My plane landed almost exactly at noon and, after collecting my luggage, I met Jeff Fielding and his Prius for the beginning of my four day adventure in San Francisco and Yosemite National Park. With a half day still open to us, we decided to try to get a little shooting in before dinner that evening. Our first stop was at Fort Point, a Civil War era fort and part of the historic Presidio. It was raining off and on and, as Jeff mentions, it seemed to add to the atmosphere of the place. Despite the glory of the Golden Gate Bridge next to it, it was dark and brooding. Fort Point, San Francisco, CA

The rain stopped long enough for us to walk up to the top level of the fort and look out towards the bridge and the ocean, and down into the fort itself. The cloudy gray skies acted like a giant softbox and opened up some of the shadows in the lower levels of the building. Despite the momentary brightening, it was easy to imagine the miserable conditions here on days like this for the soldiers during the war.

Then there was the bride.

The Bride at Fort Point

She and her fiancée arrived shortly after we did. She was carrying an umbrella and trying not to get the dress wet and dirty in the rain and mud. Eventually, while her husband-to-be was making the arrangements with their photographer, she wandered by herself to the end of the wooden walkway and stopped to stare into the rain. Shortly afterward, she returned to her group and they went off in search of an appropriate background for the shoot but, for a few minutes, she wanted to be alone with her thoughts.

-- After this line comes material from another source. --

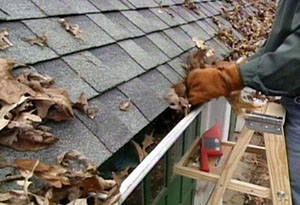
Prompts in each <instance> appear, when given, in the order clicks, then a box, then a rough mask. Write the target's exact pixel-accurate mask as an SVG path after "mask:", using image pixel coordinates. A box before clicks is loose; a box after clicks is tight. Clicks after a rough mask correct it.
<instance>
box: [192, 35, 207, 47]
mask: <svg viewBox="0 0 300 205" xmlns="http://www.w3.org/2000/svg"><path fill="white" fill-rule="evenodd" d="M192 40H193V41H194V42H195V43H196V46H197V47H198V48H200V49H201V50H204V49H206V45H205V42H204V41H202V40H200V39H199V38H197V37H193V38H192Z"/></svg>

Part of the reason for this trip was for me to take a step back and collect my thoughts on photography—and on life in general; to take a small time out, if you will. Like her, I began my visit with a flurry of activity, but also like her, I stopped for a few minutes to reflect. I knew how she felt, even if I didn't know what she was thinking or why she felt that way.

We all do it, right? We stop sometimes and wonder why we're doing the things we are and if we shouldn't be doing them differently. For me, this photograph reflects a moment when she and I were in sync, despite not knowing each other at all. A moment that we've all experienced our lives, whether we live in San Francisco or Tuscany, Indiana or Kenya. A human moment.